Jonathan Moseley, an attorney representing Rhodes in civil matters including the House Jan. 6 investigation, was speaking with Rhodes when FBI agents arrived to arrest him on Thursday on charges of seditious conspiracy.

Moseley told TPM that the two were discussing Rhodes’ postponed appearance before the Jan. 6 Committee. He had been scheduled to go before the panel on Thursday, but received a postponement until Feb. 2, Moseley said.

The two were also discussing why, according to Moseley, another Oath Keeper member had recently appeared before a federal grand jury in the Jan. 6 investigation.
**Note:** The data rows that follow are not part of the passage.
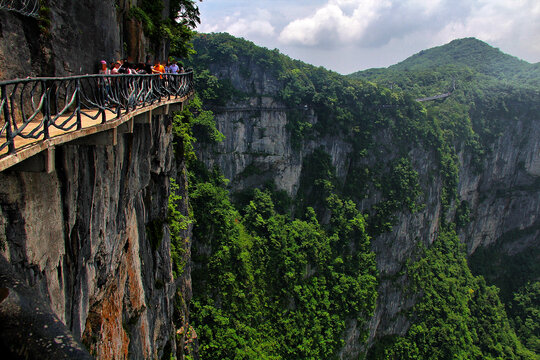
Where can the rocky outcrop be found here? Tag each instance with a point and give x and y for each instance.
(502, 197)
(91, 241)
(71, 37)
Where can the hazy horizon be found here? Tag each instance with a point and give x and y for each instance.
(352, 35)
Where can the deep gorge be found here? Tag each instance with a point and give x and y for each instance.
(290, 212)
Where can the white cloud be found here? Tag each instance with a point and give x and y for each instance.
(348, 35)
(255, 25)
(339, 21)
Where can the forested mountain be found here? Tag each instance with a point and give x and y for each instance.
(351, 210)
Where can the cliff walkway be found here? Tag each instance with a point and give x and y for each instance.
(38, 114)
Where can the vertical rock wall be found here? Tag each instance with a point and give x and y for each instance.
(90, 238)
(71, 37)
(503, 195)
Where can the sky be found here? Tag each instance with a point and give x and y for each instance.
(352, 35)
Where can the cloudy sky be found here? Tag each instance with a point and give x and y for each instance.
(352, 35)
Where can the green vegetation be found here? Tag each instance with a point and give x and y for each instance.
(525, 314)
(176, 28)
(457, 317)
(282, 278)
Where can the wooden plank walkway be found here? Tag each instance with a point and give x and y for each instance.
(26, 148)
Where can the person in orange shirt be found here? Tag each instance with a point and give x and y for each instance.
(158, 68)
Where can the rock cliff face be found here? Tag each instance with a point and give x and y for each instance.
(71, 37)
(258, 148)
(91, 240)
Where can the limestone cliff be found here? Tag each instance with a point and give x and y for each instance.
(71, 37)
(259, 148)
(91, 240)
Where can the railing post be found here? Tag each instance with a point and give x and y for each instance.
(78, 102)
(7, 118)
(46, 109)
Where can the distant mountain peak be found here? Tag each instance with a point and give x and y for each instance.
(469, 52)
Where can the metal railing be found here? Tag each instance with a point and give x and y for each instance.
(31, 107)
(24, 7)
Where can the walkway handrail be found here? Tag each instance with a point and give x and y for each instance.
(24, 7)
(30, 107)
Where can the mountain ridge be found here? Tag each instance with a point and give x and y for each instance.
(471, 53)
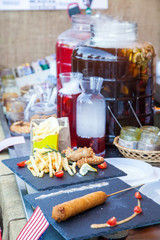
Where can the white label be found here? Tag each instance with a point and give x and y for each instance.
(50, 4)
(8, 142)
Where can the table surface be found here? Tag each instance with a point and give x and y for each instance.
(151, 232)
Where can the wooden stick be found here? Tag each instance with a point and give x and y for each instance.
(126, 189)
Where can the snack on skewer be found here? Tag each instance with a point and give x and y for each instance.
(83, 155)
(73, 207)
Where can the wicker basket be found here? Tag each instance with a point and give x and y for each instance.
(147, 156)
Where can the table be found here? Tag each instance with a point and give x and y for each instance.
(15, 211)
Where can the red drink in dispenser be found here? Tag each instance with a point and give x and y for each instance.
(67, 41)
(127, 68)
(66, 101)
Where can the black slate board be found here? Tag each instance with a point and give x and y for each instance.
(45, 183)
(120, 206)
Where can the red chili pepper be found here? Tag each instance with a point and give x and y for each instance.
(137, 209)
(21, 164)
(112, 221)
(59, 174)
(138, 195)
(102, 165)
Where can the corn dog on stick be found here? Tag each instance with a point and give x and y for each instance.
(63, 211)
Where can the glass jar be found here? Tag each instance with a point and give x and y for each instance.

Moseley described his client as “pessimistic,” saying that he believed it was because “they’re trying to indict me.”

Minutes later, Moseley said, FBI agents showed up at the Little Elm, Texas residence where Rhodes was staying.

“I believed at the time that if they wanted to do that, they didn’t need more information,” Moseley told TPM. “I’m not saying he’s guilty, but the way things go, they’d have a minimum of probable cause to indict him already if they had wanted to.”

Rhodes and the ten others with whom he was indicted Thursday are the first people to face charges of seditious conspiracy in connection with the insurrection.

In the indictment, federal prosecutors allege that Rhodes orchestrated a plot to block the peaceful transfer of power from Trump to Biden, a conspiracy that ended with the Jan. 6 storming of the Capitol. Rhodes spent tens of thousands of dollars on firearms and gun accessories, prosecutors say, both before and after the insurrection.

He’s scheduled for a court appearance on Friday in Plano, Texas at 2:30 p.m. local time for arraignment on the charges.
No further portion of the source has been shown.